I was thinking about all of this when I called my daughter today. I looked at my phone and realized the only incoming calls are from my Dr's or my daughter or my husband. No other family or friends. Facebook is a great way to stay in touch but somethings are just too personal to share. I guess when I look at my call log, in and out, that's who I realize who I'm most excited to go back and see. That's who's stayed in contact and put the effort into a relationship. A phone call is real effort, real commitment and I love you!
Saturday, July 26, 2014
Saturday, July 12, 2014
So I've been thinking a lot about this new chapter we are about to begin. Moving back home to Ohio. Just thinking about it brings mixed emotions. It's bittersweet without a doubt and will be a huge adjustment. It was a decision we did not make lightly. We had so many things to consider, financial aspects being a big part of it but also family. The biggest drawback is how much we both HATE WINTER! I realize how blessed we have been to have been given the opportunity to experience this beautiful place and I will miss it the most. I can't even begin to explain just how much I will miss it! I wish we could afford to stay and move all the people we love and the places we miss from back in Ohio out here :) I'm starting to get nervous about shipping my babies back. I'm going to be a wreck until I know they arrive safely! We will need to rent a house until our house is built. At least Rick has a job. I still need to get enrolled in school. So much to do, just waiting for the army to say GO! When we finally do get back, how will it be? That's when the adjustment is going to start. People move on with their lives, things change. I know I have a few people that I can call true friends and more that I can say I'm friendly with. I'm hoping to expand the friend column. This will be the first time we will be living together as a couple in our home town!! That's pretty exciting!

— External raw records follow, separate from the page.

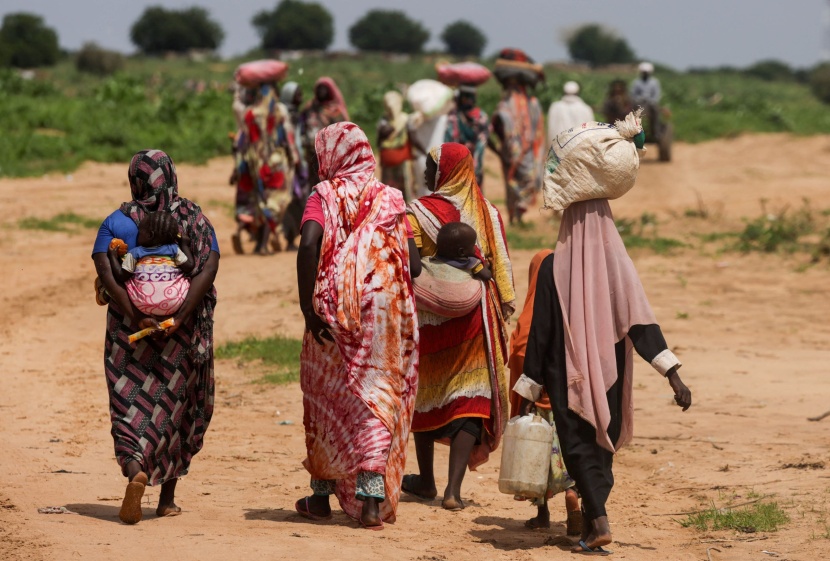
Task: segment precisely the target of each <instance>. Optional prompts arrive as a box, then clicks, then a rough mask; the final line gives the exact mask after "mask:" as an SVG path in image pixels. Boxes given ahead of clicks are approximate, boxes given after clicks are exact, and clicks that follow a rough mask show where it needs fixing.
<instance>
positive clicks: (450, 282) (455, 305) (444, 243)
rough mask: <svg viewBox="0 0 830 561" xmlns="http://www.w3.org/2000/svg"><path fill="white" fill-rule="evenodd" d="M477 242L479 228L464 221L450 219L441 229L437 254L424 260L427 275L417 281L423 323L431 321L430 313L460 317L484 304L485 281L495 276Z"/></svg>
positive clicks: (491, 278) (418, 307)
mask: <svg viewBox="0 0 830 561" xmlns="http://www.w3.org/2000/svg"><path fill="white" fill-rule="evenodd" d="M476 241H477V236H476V231H475V230H474V229H473V228H472V227H470V226H468V225H467V224H464V223H463V222H450V223H448V224H445V225H444V226H443V227H442V228H441V229H440V230H439V231H438V236H437V239H436V245H437V251H436V256H435V257H426V258H424V259H423V260H422V261H421V265H422V267H423V272H424V273H425V274H422V275H421V276H420V277H418V278H417V279H416V281H415V300H416V302H417V304H418V317H419V319H420V322H421V324H422V325H423V324H424V323H429V322H430V319H429V316H430V315H438V316H442V317H445V318H456V317H461V316H464V315H466V314H468V313H470V312H471V311H472V310H473V309H474V308H475V307H476V306H479V305H480V304H481V299H482V295H483V292H482V282H489V281H490V279H492V278H493V275H492V273H491V271H490V268H489V267H488V265H487V264H485V263H484V262H483V261H482V260H481V252H480V251H478V249H477V246H476Z"/></svg>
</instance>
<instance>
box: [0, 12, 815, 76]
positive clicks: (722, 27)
mask: <svg viewBox="0 0 830 561" xmlns="http://www.w3.org/2000/svg"><path fill="white" fill-rule="evenodd" d="M319 1H320V2H321V3H322V4H324V5H325V6H326V7H328V8H329V10H330V11H331V12H332V13H333V14H334V19H335V27H336V36H335V41H334V45H333V48H335V49H347V48H349V43H348V29H349V27H350V26H351V25H352V24H353V23H354V22H355V20H357V19H358V18H360V17H361V16H362V15H363V14H364V13H365V12H366V11H367V10H368V9H370V8H377V7H383V8H390V9H392V8H394V9H401V10H404V11H406V12H407V13H408V14H409V15H410V16H411V17H413V18H415V19H418V20H420V21H422V22H423V23H424V24H425V25H426V26H427V27H428V28H429V29H430V30H431V31H432V35H433V38H432V39H431V41H430V46H436V47H437V46H439V45H440V43H439V41H438V38H437V37H438V36H439V35H440V33H441V30H442V29H443V28H444V26H445V25H446V24H447V23H449V22H452V21H455V20H457V19H460V18H465V19H468V20H470V21H472V22H473V23H474V24H476V25H477V26H479V27H480V28H481V29H482V30H483V31H484V32H485V34H486V35H487V36H488V38H489V43H488V45H487V52H488V53H490V52H493V51H495V50H497V49H499V48H501V47H505V46H514V47H519V48H523V49H525V50H526V51H528V52H529V53H530V54H531V56H533V57H535V58H536V59H538V60H565V59H567V52H566V50H565V48H564V46H563V45H562V40H561V38H562V34H563V31H564V30H566V29H568V28H571V27H573V26H576V25H579V24H581V23H586V22H599V23H603V24H605V25H608V26H610V27H613V28H615V29H616V30H617V31H619V32H620V33H621V34H622V35H623V36H624V37H625V38H627V39H628V41H629V43H630V44H631V46H632V47H633V48H634V50H635V52H636V53H637V54H638V56H640V57H641V58H645V59H651V60H655V61H659V62H664V63H667V64H669V65H671V66H674V67H676V68H678V69H685V68H687V67H689V66H719V65H724V64H729V65H735V66H745V65H748V64H751V63H753V62H755V61H757V60H760V59H766V58H776V59H780V60H783V61H785V62H787V63H789V64H792V65H796V66H809V65H812V64H815V63H816V62H818V61H819V60H820V59H821V53H822V49H823V48H824V49H826V48H827V43H826V40H825V36H827V35H828V34H830V31H828V29H827V28H828V27H830V23H828V17H830V15H828V14H830V0H693V1H688V0H685V1H684V0H626V1H622V0H604V1H599V0H568V1H564V0H503V1H494V0H420V1H417V0H408V1H403V0H386V1H378V0H319ZM153 4H163V5H165V6H167V7H186V6H192V5H198V6H203V7H205V8H207V9H208V10H209V11H210V12H211V14H212V15H213V17H214V18H215V19H217V20H218V21H219V22H220V23H221V24H222V26H223V27H224V29H225V34H226V37H225V43H224V45H223V46H222V53H223V54H225V55H231V54H239V53H242V52H245V51H246V50H248V49H250V48H251V47H254V46H255V45H256V44H257V42H258V37H257V36H256V34H255V32H254V31H253V29H252V27H251V25H250V20H251V17H252V16H253V15H254V14H255V13H256V12H258V11H259V10H261V9H264V8H267V9H271V8H273V7H274V6H275V5H276V4H277V0H236V1H230V0H157V1H152V0H131V1H129V2H128V1H125V0H0V14H6V13H9V12H16V11H28V12H34V13H37V14H40V15H42V16H44V18H45V19H46V22H47V23H48V24H49V25H50V26H52V27H54V28H56V29H57V31H58V34H59V36H60V42H61V45H62V46H63V47H66V48H70V49H75V48H78V47H79V46H80V45H81V44H82V43H83V42H84V41H89V40H94V41H97V42H98V43H99V44H101V45H103V46H105V47H109V48H113V49H117V50H120V51H124V52H130V51H132V50H133V46H132V45H131V43H130V39H129V29H130V26H131V24H132V23H133V22H134V21H135V20H136V19H137V18H138V16H139V15H140V14H141V12H142V11H143V10H144V8H145V7H146V6H148V5H153Z"/></svg>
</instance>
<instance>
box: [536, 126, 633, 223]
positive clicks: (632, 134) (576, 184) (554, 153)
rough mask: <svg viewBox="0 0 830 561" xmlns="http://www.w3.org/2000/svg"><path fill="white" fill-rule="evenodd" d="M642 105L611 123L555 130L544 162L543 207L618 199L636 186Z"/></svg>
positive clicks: (559, 206)
mask: <svg viewBox="0 0 830 561" xmlns="http://www.w3.org/2000/svg"><path fill="white" fill-rule="evenodd" d="M640 113H642V110H641V109H640V110H637V111H636V112H633V113H629V114H628V116H627V117H626V118H625V121H617V122H616V124H614V125H609V124H607V123H598V122H590V123H584V124H582V125H580V126H578V127H574V128H572V129H570V130H567V131H563V132H561V133H559V134H558V135H557V136H556V138H554V139H553V143H552V144H551V147H550V151H549V152H548V159H547V162H546V164H545V185H544V189H543V194H544V198H545V208H552V209H554V210H565V209H566V208H568V207H569V206H570V205H571V204H573V203H576V202H580V201H588V200H591V199H616V198H619V197H621V196H623V195H625V194H626V193H627V192H628V191H630V190H631V188H632V187H634V182H635V181H636V180H637V172H638V171H639V169H640V156H639V154H638V150H640V149H642V147H643V140H644V134H643V127H642V125H641V124H640Z"/></svg>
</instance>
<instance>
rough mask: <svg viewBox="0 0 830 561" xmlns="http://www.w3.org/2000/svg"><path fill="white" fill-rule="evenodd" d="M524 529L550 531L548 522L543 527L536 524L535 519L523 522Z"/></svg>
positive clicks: (537, 522) (538, 523)
mask: <svg viewBox="0 0 830 561" xmlns="http://www.w3.org/2000/svg"><path fill="white" fill-rule="evenodd" d="M525 528H527V529H528V530H550V522H548V524H547V526H543V525H540V524H539V523H538V522H536V519H535V518H531V519H530V520H525Z"/></svg>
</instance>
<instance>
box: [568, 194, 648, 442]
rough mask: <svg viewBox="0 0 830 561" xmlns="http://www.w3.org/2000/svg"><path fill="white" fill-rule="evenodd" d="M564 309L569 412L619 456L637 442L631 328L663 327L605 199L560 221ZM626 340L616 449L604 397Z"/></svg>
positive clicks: (608, 389) (573, 203)
mask: <svg viewBox="0 0 830 561" xmlns="http://www.w3.org/2000/svg"><path fill="white" fill-rule="evenodd" d="M553 276H554V281H555V284H556V292H557V293H558V296H559V302H560V304H561V306H562V319H563V323H564V330H565V355H566V362H565V363H566V367H567V379H568V408H569V409H571V410H572V411H574V412H575V413H576V414H577V415H579V416H580V417H582V418H583V419H585V420H586V421H587V422H589V423H590V424H591V425H592V426H594V427H595V428H596V429H597V443H598V444H599V445H600V446H602V447H603V448H605V449H607V450H609V451H611V452H614V451H615V444H616V450H619V449H620V448H621V447H622V446H624V445H625V444H626V443H628V442H629V441H630V440H631V436H632V434H633V416H634V405H633V401H632V388H633V383H632V371H633V361H632V349H633V346H632V343H631V341H630V339H628V337H627V335H628V331H629V330H630V329H631V327H632V326H633V325H651V324H654V323H657V320H656V319H655V317H654V312H652V310H651V306H649V303H648V299H647V298H646V294H645V291H644V290H643V285H642V283H641V282H640V278H639V276H638V275H637V270H636V269H635V268H634V263H632V261H631V258H630V257H629V256H628V253H626V251H625V245H624V244H623V241H622V238H621V237H620V233H619V231H617V228H616V226H615V225H614V218H613V216H612V214H611V206H610V205H609V204H608V200H607V199H593V200H588V201H583V202H578V203H573V204H572V205H570V206H569V207H568V208H567V209H565V212H564V213H563V215H562V223H561V225H560V227H559V240H558V242H557V244H556V251H555V257H554V261H553ZM623 339H625V341H626V359H625V379H624V383H623V387H622V407H621V410H622V427H621V431H620V437H619V440H618V441H617V442H616V443H613V442H611V439H610V438H609V436H608V425H609V423H610V422H611V414H610V411H609V408H608V400H607V397H606V392H607V391H608V390H609V389H610V388H611V386H612V385H613V384H614V383H615V382H616V381H617V358H616V352H615V348H614V346H615V345H616V343H617V342H619V341H622V340H623Z"/></svg>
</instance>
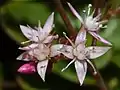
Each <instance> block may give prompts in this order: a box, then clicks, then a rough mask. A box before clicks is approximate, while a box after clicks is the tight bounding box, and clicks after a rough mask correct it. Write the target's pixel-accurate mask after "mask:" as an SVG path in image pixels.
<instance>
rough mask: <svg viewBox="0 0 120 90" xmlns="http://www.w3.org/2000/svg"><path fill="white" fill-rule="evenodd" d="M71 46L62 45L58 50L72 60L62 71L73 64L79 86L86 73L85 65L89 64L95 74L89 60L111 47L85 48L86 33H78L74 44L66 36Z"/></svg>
mask: <svg viewBox="0 0 120 90" xmlns="http://www.w3.org/2000/svg"><path fill="white" fill-rule="evenodd" d="M64 35H65V37H66V38H67V39H68V40H69V42H70V43H71V45H72V46H70V45H63V48H62V49H60V52H61V53H62V54H63V55H65V56H66V57H67V58H69V59H73V60H72V61H71V62H70V63H69V64H68V65H67V66H66V67H65V68H63V69H62V71H64V70H65V69H67V68H68V67H69V65H71V64H72V63H73V62H74V64H75V69H76V72H77V76H78V79H79V82H80V85H82V84H83V81H84V78H85V75H86V72H87V63H89V64H90V65H91V66H92V67H93V70H94V73H95V74H96V73H97V72H96V70H95V68H94V66H93V64H92V63H91V61H90V60H89V59H95V58H97V57H100V56H102V55H103V54H105V53H106V52H107V51H108V50H109V49H110V48H111V47H99V46H90V47H85V38H86V31H85V30H83V31H80V32H79V33H78V35H77V37H76V40H75V44H74V43H73V42H72V41H71V40H70V39H69V38H68V37H67V36H66V34H65V33H64Z"/></svg>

Family functions? Maybe I won't feel like the black sheep anymore. I'd like to reconnect with my family and get to know them and have them get to know me and Rick. I'm looking forward to hosting the holidays in our home, as my dad would have wanted, to carry on the tradition. All the family would be welcome, no special invitation needed.
It's funny how time and distance can sometimes blur the picture in our minds of how we would like things to be. I just hope the focus gets clearer as we get closer to home and we really can go home again.